Our users rely on us to build systems that are easy to use, reliable, and consistent.  They have no idea how we do this, not do they care.  They trust us to take care of the awful details of system design and development to make things that they find useful.  Regrettably, I don’t think we on the IT side of the house do as good a job as we could on their behalf.

We often make design decisions that cause users great angst.  I’m not talking about sweeping design changes; I’m thinking more about the small, subtle things that can make a big difference in a user’s life.  The layout of a screen, the ordering of a menu, the arrangement of a list can dramatically affect the usability of a tool.  Poor usability results in unhappy users.

Many times, these kind of decisions get made on the basis of how complicated it can be to implement a better alternative.  In short, we reduce development time and expect the user to deal with a less-effective interface.  We reduce developer pain at the expense of user pain, and that’s wrong.

I’ve written about this before.  One of my biggest peeves in just about every web site on earth is that you cannot enter anything but digits into a credit card number field.  The developer will not set the field to “numeric only;” instead, they’ll put some awful text near it that explains that you should not type dashes or spaces in the field.  Here’s a big idea: how about you write some code to strip out dashes and spaces, so I can type the number in a way that make sense to me?  The developer saved twenty minutes; users spend collective years trying to type things correctly.

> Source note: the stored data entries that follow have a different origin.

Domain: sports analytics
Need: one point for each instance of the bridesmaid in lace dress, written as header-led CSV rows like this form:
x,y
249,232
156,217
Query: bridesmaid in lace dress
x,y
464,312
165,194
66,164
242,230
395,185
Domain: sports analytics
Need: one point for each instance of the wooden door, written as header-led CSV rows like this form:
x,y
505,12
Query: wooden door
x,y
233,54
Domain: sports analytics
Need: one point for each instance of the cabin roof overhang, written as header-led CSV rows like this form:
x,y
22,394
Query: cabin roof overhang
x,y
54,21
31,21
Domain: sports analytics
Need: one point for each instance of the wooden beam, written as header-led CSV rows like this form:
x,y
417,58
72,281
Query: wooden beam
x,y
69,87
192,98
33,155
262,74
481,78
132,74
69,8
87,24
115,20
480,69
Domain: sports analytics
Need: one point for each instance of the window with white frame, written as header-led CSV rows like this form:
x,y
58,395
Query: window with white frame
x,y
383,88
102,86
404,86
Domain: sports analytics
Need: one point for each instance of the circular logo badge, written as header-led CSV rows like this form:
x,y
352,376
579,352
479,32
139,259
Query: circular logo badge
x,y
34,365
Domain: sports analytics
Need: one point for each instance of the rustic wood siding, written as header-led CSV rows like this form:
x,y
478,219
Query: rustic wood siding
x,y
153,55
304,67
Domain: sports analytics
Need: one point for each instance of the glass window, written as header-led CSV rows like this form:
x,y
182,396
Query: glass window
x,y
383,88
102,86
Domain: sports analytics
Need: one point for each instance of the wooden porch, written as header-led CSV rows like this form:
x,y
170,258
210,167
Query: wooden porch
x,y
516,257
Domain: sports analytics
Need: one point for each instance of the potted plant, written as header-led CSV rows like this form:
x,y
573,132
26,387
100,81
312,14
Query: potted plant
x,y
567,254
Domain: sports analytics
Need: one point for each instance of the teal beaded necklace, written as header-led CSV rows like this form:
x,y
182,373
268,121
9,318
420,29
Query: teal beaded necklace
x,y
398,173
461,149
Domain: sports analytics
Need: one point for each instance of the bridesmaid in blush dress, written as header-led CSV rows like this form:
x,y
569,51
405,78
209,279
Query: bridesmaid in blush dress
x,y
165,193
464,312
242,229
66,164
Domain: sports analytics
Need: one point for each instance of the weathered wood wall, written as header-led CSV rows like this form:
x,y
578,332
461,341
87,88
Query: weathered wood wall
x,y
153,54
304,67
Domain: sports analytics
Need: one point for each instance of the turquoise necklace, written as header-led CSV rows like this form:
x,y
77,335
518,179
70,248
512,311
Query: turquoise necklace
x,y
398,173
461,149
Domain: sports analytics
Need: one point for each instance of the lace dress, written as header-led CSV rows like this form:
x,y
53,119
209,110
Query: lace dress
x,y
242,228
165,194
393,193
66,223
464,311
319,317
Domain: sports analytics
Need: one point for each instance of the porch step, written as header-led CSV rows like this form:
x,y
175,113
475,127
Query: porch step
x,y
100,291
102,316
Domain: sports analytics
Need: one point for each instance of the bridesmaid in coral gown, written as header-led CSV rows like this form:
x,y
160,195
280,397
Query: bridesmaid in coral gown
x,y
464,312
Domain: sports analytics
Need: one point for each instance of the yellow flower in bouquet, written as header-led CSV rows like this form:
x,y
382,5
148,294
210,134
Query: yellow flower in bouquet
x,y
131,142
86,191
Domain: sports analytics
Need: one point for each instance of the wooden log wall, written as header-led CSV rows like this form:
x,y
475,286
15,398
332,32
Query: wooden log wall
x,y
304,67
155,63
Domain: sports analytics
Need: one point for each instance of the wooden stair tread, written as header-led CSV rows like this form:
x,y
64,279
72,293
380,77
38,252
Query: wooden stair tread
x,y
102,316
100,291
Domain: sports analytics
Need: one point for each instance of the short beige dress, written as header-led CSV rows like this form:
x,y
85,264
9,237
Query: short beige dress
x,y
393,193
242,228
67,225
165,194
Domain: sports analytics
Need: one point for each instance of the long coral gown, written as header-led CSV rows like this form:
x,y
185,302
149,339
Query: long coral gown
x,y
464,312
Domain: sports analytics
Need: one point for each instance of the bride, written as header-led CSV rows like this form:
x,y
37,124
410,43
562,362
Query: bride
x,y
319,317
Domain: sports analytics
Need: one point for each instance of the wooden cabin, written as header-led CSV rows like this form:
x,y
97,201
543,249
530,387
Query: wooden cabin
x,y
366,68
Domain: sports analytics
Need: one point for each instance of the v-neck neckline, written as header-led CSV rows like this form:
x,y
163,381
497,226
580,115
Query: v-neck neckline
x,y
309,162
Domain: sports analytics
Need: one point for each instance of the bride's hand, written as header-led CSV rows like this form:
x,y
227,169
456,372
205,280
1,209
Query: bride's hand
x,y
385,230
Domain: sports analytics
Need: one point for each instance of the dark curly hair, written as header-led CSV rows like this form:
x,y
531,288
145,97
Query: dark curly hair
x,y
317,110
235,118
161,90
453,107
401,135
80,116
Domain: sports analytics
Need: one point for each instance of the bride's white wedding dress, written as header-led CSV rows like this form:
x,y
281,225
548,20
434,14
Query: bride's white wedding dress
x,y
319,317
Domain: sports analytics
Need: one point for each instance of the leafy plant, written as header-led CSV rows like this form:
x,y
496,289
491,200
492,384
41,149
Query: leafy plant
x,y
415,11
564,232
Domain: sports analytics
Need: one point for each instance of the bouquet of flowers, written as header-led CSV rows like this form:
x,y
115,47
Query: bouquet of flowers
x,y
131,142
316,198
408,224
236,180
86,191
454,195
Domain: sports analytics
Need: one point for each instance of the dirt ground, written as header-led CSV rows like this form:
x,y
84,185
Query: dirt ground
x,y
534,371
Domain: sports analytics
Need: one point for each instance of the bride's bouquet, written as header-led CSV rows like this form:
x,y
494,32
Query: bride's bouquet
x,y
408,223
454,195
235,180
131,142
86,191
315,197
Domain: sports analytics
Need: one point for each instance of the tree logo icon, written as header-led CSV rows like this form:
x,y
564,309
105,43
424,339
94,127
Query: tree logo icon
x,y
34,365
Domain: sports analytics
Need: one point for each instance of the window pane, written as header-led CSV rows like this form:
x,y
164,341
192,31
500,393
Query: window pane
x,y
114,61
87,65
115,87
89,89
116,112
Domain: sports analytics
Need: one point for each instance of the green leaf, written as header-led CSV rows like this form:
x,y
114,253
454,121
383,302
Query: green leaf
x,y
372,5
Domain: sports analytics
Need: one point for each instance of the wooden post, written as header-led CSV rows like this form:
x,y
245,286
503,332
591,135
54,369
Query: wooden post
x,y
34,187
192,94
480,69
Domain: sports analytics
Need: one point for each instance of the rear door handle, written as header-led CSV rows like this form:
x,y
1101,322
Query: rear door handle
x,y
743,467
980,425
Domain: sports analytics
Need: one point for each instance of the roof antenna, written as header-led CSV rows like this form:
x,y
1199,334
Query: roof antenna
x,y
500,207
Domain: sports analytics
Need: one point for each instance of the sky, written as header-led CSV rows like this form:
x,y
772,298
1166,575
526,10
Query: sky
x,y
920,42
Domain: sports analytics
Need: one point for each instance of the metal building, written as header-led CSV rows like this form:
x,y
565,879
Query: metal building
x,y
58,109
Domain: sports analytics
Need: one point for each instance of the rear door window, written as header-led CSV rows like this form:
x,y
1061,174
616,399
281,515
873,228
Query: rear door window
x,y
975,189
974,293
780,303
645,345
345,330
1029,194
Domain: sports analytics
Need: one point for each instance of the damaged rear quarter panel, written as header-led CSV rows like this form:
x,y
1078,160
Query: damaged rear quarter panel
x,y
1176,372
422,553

There are countless examples of this in every system we use.  Time and again, developers and designers make their lives easier by asking users to do a little bit more.  The problem is that the development time is incurred once; the user time incurred over and over and over again, for years.

We owe our users better. They trust us to build systems they can use.  We need to feel their pain, take it on ourselves, and remove it from their day-to-day lives.  Users are the most important part of any system; we need to show that we understand that by building things that respect their time and energy.  Show your users some love: build things that put them first.